Advantage is, that you can introduce as much rate types as required.
2) expand the configuration for the required interval e.g. to whole year.
So now we have for each minute of the year the configuration, which rate is to be applied.
create or replace view year_config as
select my_date + MINUTE_ID / (24*60) minute_ts , MINUTE_ID, HOUR_NO, MINUTE_NO, RATE_ID from day_config
cross join
(select DATE '2017-01-01' + rownum -1 as my_date from dual connect by level <= 365)
order by 1,2;
select * from (
select * from year_config
order by 1)
where rownum <= 5;
MINUTE_TS MINUTE_ID HOUR_NO MINUTE_NO RATE_ID
------------------- ---------- ---------- ---------- ----------
01-01-2017 00:00:00 0 0 0 0
01-01-2017 00:01:00 1 0 1 0
01-01-2017 00:02:00 2 0 2 0
01-01-2017 00:03:00 3 0 3 0
01-01-2017 00:04:00 4 0 4 0
3) the reporting is as easy as joining to our config table constraining the interval (half open) and grouping in the RATE.

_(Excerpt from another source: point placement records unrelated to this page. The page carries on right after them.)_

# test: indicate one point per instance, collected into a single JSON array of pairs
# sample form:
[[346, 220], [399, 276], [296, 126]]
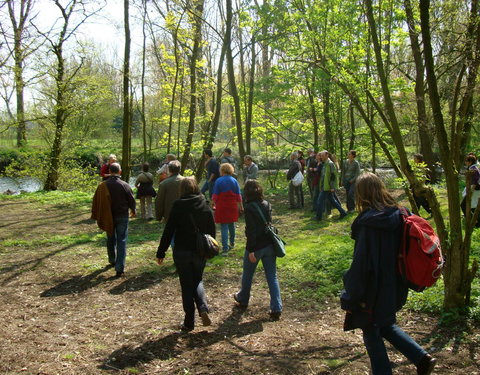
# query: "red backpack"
[[420, 260]]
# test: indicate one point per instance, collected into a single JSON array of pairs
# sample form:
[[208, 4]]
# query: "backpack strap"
[[403, 248], [259, 210]]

select b, f,RATE_ID, count(*) minute_cnt
from tst join year_config c on c.MINUTE_TS >= tst.b and c.MINUTE_TS < tst.f
group by b, f,RATE_ID
order by b, f,RATE_ID;
B F RATE_ID MINUTE_CNT
------------------- ------------------- ---------- ----------
16-11-2017 21:25:00 16-11-2017 22:55:00 0 55
16-11-2017 21:25:00 16-11-2017 22:55:00 1 35
17-11-2017 05:45:00 17-11-2017 07:05:00 0 15
17-11-2017 05:45:00 17-11-2017 07:05:00 1 65
17-11-2017 18:00:00 17-11-2017 19:00:00 1 60
18-11-2017 23:00:00 19-11-2017 01:10:00 0 130
The easiest way is probably to get all minutes worked in a recursive WITH clause and then see in which time range the minutes fall. As Oracle doesn't have a TIME datatype unfortunately, we'll have to work with times strings ('00'00' till '23:59').
with shifts as
(
select 'night' as shift, '00:00' as starttime, '05:59' as endtime, 20 as cost from dual
union all
select 'normal' as shift, '06:00' as starttime, '21:59' as endtime, 17 as cost from dual
union all
select 'night' as shift, '22:00' as starttime, '23:59' as endtime, 20 as cost from dual
)
, workminutes(wo, workminute, thetime, endtime) as
(
select wo, to_char(starttime, 'hh24:mi') as workminute, starttime as thetime, endtime
from mytable
union all
select
wo,
to_char(thetime + interval '1' minute, 'hh24:mi') as workminute,
thetime + interval '1' minute as thetime,
endtime
from workminutes
where thetime + interval '1' minute < endtime
)
select
wo,
count(case when s.shift = 'normal' then 1 end) as normal_time,
coalesce(sum(case when m.workminute between '06:00' and '21:59' then s.cost end), 0)
as normal_cost,
count(case when s.shift = 'night' then 1 end) as night_time,
coalesce(sum(case when m.workminute not between '06:00' and '21:59' then s.cost end), 0)
as night_cost,
count(*) as total_time,
coalesce(sum(s.cost), 0)
as total_cost
from workminutes m
join shifts s on m.workminute between s.starttime and s.endtime
group by wo
order by wo;
Output:
WO NORMAL_TIME NORMAL_COST NIGHT_TIME NIGHT_COST TOTAL_TIME TOTAL_COST
21 35 595 55 1100 90 1695
22 65 1105 15 300 80 1405
23 0 0 130 2600 130 2600
24 60 1020 0 0 60 1020
25 4800 81600 2340 46800 7140 128400
(This query looks a lot nicer of course, if you have a real shifts table and don't have to make one up on-the-fly. Also, you may not need all those seven columns I have in my result.)